14:36 Oui, elle est en train de les humilier en fait.
14:37 Mais aussi, ils rêvent de réussir.
14:38 Et après tout, c'est bien un idéal que la société de consommation leur propose.
14:43 Donc, pourquoi ce serait ridicule ? Pourquoi on continuerait à prononcer ces jugements
14:46 de classe, etc.
14:47 Et donc, ils poussent la prof à réviser elle-même son jugement sur la pièce et à
14:51 proposer petit à petit une autre interprétation.
14:53 Et donc, il faut continuer à enseigner les classiques.

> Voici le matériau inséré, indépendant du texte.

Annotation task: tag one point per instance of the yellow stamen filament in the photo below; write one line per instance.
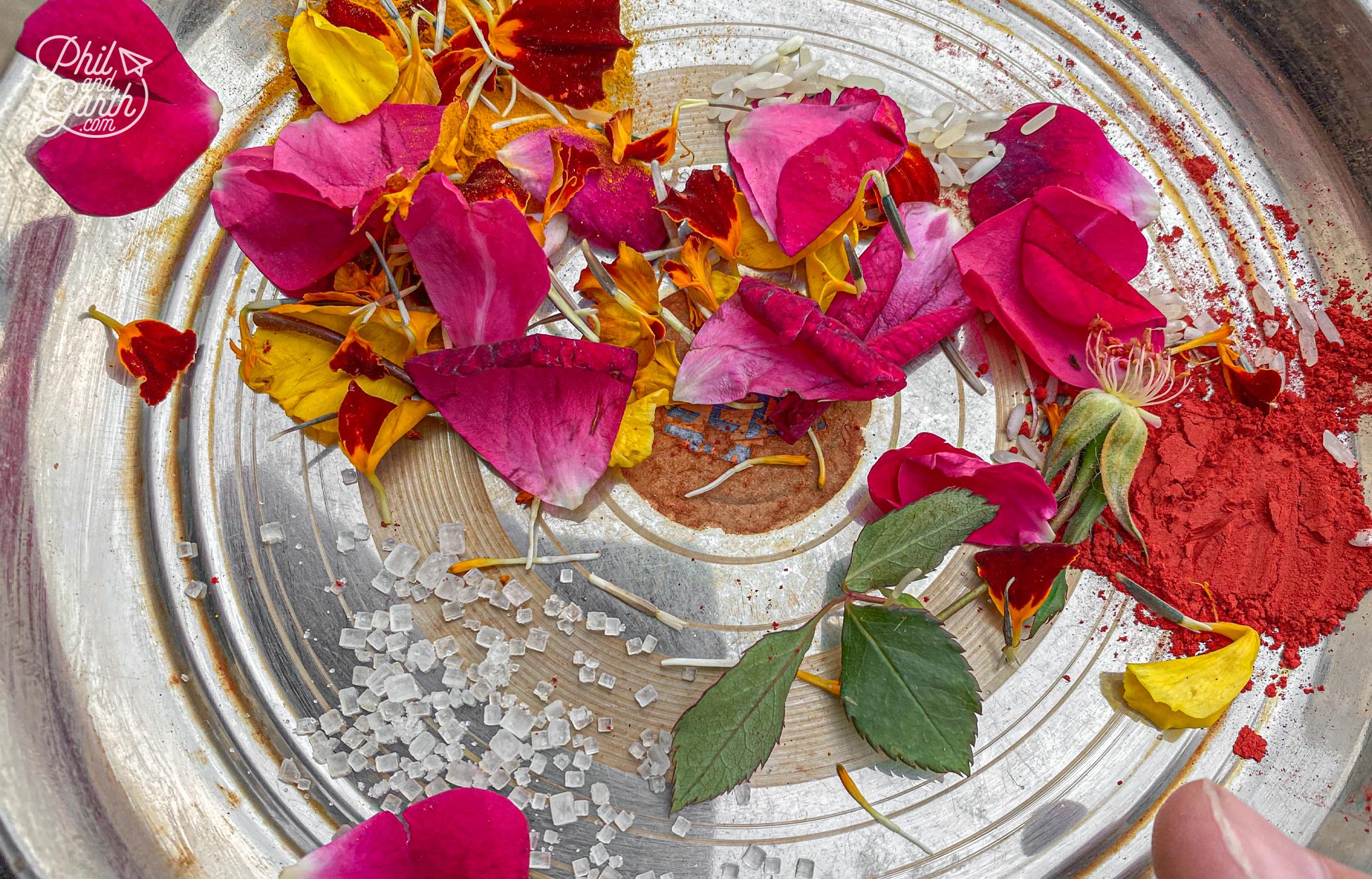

14:55 Il faut continuer à enseigner les classiques en ne perdant jamais de vue que le sens qu'ils
14:59 doivent prendre, c'est aujourd'hui.
15:01 Dernière question, Thomas Reverdy.
15:03 Je reviens aux 21 points de l'académie.
15:05 Vous les avez, vos points pour partir, je suppose ?
15:08 Oui et non.
15:10 Parce que de temps en temps, je suis…
15:11 De temps en temps, pour d'autres raisons d'écriture, évidemment, qui tiennent au
15:14 fait que j'ai deux vies.
15:15 J'ai pris des congés sabbatiques qui m'ont fait perdre mes points.
15:19 Pourquoi vous restez devant la classe ?
15:21 Écoutez, je crois que c'est un métier qui m'apporte beaucoup et notamment qui
15:29 me rend meilleur.
15:30 C'est-à-dire, je le dis vraiment très honnêtement, ce n'est pas tant pour le…
15:34 Bien sûr, ça donne le sentiment de mon utilité par rapport aux élèves, mais finalement
15:37 par rapport à moi-même, je trouve que c'est un métier qui nécessite un petit peu de
15:41 courage et de générosité et qu'en fait, ce sont des qualités qui me rendent meilleur.
15:45 Merci à vous Thomas Reverdy.
15:47 Le Grand Secours, votre dernier roman, c'est aux éditions Flammarion.
15:52 Merci d'être venu nous en parler dans le 13/14, 13h46.